SAUDAGAR.NEWS, Sinjai – Setiap peristiwa kekerasan dan pencabulan terhadap perempuan dan anak merupakan bentuk kejahatan serius yang tidak hanya melukai fisik korban, tetapi juga merusak rasa aman dan kemanusiaan dalam masyarakat.
Menurut Ketua Panrita Literasi Institute, Mirfayani Mirsal di momentum Hari Perempuan Internasional ini, kasus kekerasan seksual sering kali meninggalkan luka mendalam bagi korban karena selain mengalami penderitaan fisik dan psikologis, mereka juga kerap menghadapi stigma dan tekanan sosial.
“Setiap peristiwa kekerasan terhadap perempuan dan anak tidak hanya melukai tubuh korban, tetapi juga mengguncang nurani kita sebagai manusia. Ada masa kecil yang direnggut, rasa aman yang hancur, dan kepercayaan yang dikhianati oleh tangan yang seharusnya melindungi,” ujarnya dalam pernyataan tertulis, Minggu (08/03/2026).
Ia menilai, kondisi yang lebih memprihatinkan terjadi ketika korban justru dipertanyakan, disudutkan, bahkan diminta untuk bungkam demi menjaga citra pihak tertentu.

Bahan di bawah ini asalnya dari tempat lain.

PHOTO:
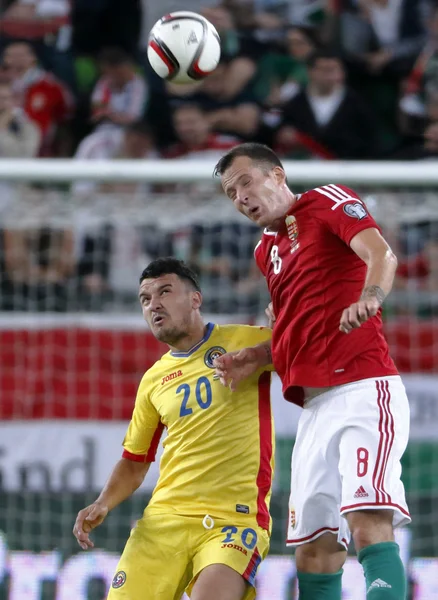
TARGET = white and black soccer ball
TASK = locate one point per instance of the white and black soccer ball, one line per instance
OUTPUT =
(183, 47)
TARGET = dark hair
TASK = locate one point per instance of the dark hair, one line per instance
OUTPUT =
(114, 57)
(167, 266)
(323, 54)
(259, 153)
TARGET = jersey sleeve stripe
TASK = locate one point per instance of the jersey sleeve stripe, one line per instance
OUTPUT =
(339, 192)
(264, 476)
(149, 456)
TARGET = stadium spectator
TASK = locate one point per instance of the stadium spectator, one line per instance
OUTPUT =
(98, 24)
(19, 137)
(423, 77)
(43, 98)
(46, 24)
(240, 48)
(382, 35)
(119, 98)
(134, 141)
(327, 118)
(281, 75)
(195, 138)
(38, 264)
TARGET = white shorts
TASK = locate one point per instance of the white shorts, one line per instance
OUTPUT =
(346, 457)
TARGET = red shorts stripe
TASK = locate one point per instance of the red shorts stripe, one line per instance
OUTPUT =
(383, 505)
(391, 439)
(380, 482)
(386, 441)
(379, 450)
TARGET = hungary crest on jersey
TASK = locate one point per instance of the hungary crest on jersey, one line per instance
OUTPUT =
(292, 232)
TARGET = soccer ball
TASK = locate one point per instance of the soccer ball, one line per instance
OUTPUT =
(183, 47)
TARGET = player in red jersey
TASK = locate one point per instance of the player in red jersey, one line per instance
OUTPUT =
(328, 270)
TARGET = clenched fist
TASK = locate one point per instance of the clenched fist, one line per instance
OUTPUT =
(88, 519)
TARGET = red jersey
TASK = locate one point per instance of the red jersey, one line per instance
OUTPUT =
(313, 275)
(46, 102)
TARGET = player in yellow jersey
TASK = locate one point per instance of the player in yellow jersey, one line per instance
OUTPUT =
(207, 526)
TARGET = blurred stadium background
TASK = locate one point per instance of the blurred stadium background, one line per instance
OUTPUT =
(75, 234)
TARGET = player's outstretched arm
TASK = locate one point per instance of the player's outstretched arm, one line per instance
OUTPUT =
(234, 367)
(125, 478)
(381, 263)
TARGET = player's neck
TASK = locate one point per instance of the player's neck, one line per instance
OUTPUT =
(277, 223)
(193, 337)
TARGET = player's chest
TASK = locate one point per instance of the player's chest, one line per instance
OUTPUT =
(291, 251)
(191, 393)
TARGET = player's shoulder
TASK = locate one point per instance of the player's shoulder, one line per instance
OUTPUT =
(155, 371)
(331, 193)
(235, 336)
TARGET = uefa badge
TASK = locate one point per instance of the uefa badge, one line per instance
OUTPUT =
(119, 579)
(292, 233)
(211, 354)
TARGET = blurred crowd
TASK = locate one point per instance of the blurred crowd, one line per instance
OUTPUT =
(314, 79)
(325, 79)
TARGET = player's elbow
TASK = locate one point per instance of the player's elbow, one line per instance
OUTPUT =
(391, 259)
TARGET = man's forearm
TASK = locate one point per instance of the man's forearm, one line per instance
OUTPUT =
(263, 354)
(380, 277)
(125, 478)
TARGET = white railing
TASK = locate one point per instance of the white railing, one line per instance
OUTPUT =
(387, 174)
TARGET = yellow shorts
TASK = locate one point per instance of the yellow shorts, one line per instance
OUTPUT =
(165, 554)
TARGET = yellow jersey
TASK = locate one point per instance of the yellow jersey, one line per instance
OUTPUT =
(218, 456)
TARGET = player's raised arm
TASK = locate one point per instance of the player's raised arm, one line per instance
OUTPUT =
(381, 263)
(125, 478)
(234, 367)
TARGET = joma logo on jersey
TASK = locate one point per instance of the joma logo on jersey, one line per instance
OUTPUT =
(236, 547)
(167, 378)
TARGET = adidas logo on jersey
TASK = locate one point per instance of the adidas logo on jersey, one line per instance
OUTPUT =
(361, 493)
(378, 583)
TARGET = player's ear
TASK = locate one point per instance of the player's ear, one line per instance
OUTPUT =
(196, 300)
(279, 175)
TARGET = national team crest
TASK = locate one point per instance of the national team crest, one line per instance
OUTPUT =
(213, 353)
(119, 579)
(292, 233)
(356, 211)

Menurutnya, sikap seperti itu secara tidak langsung memberikan ruang aman bagi pelaku untuk terus melakukan kejahatan.
“Ketika korban dipertanyakan atau dipaksa diam demi melindungi nama baik, tanpa sadar kita sedang memberi ruang paling aman bagi pelaku, yaitu pembiaran,” tegas Mirfayani.
Ia menegaskan bahwa kekerasan seksual terhadap perempuan dan anak tidak dapat dibenarkan dengan alasan apa pun, baik budaya, relasi sosial, maupun kekuasaan.
Mirfayani juga mengajak seluruh elemen masyarakat untuk berani menunjukkan keberpihakan kepada korban sebagai bentuk tanggung jawab moral bersama.
“Jika kita ingin memperoleh masyarakat yang aman dan bermartabat, maka kita harus berani memberikan sesuatu yang sering kali paling berat, yaitu keberpihakan pada korban,” katanya.
Menurutnya, keberpihakan tersebut dapat diwujudkan dengan mempercayai suara korban, melindungi mereka dari stigma dan penghakiman sosial, serta menolak budaya diam yang selama ini menutup kebenaran.
Ia juga menekankan pentingnya penegakan hukum yang tegas terhadap pelaku tanpa kompromi agar kasus serupa tidak terus terulang.
“Setiap kali masyarakat memilih diam, pelaku akan merasa aman untuk mengulang kejahatan. Dan ketika korban dibiarkan menanggung luka sendirian, kita sedang gagal menjaga nilai kemanusiaan kita sendiri,” tambahnya.
Melalui pernyataan ini, Panrita Literasi Institute menyerukan kepada seluruh elemen masyarakat, mulai dari keluarga, lembaga pendidikan, tokoh agama, komunitas, hingga aparat penegak hukum, untuk berani berdiri di sisi korban.
“Jangan biarkan perempuan dan anak menghadapi luka yang bukan mereka sebabkan sendirian. Mari memberi empati, keberanian, dan keberpihakan yang nyata kepada korban,” pungkasnya.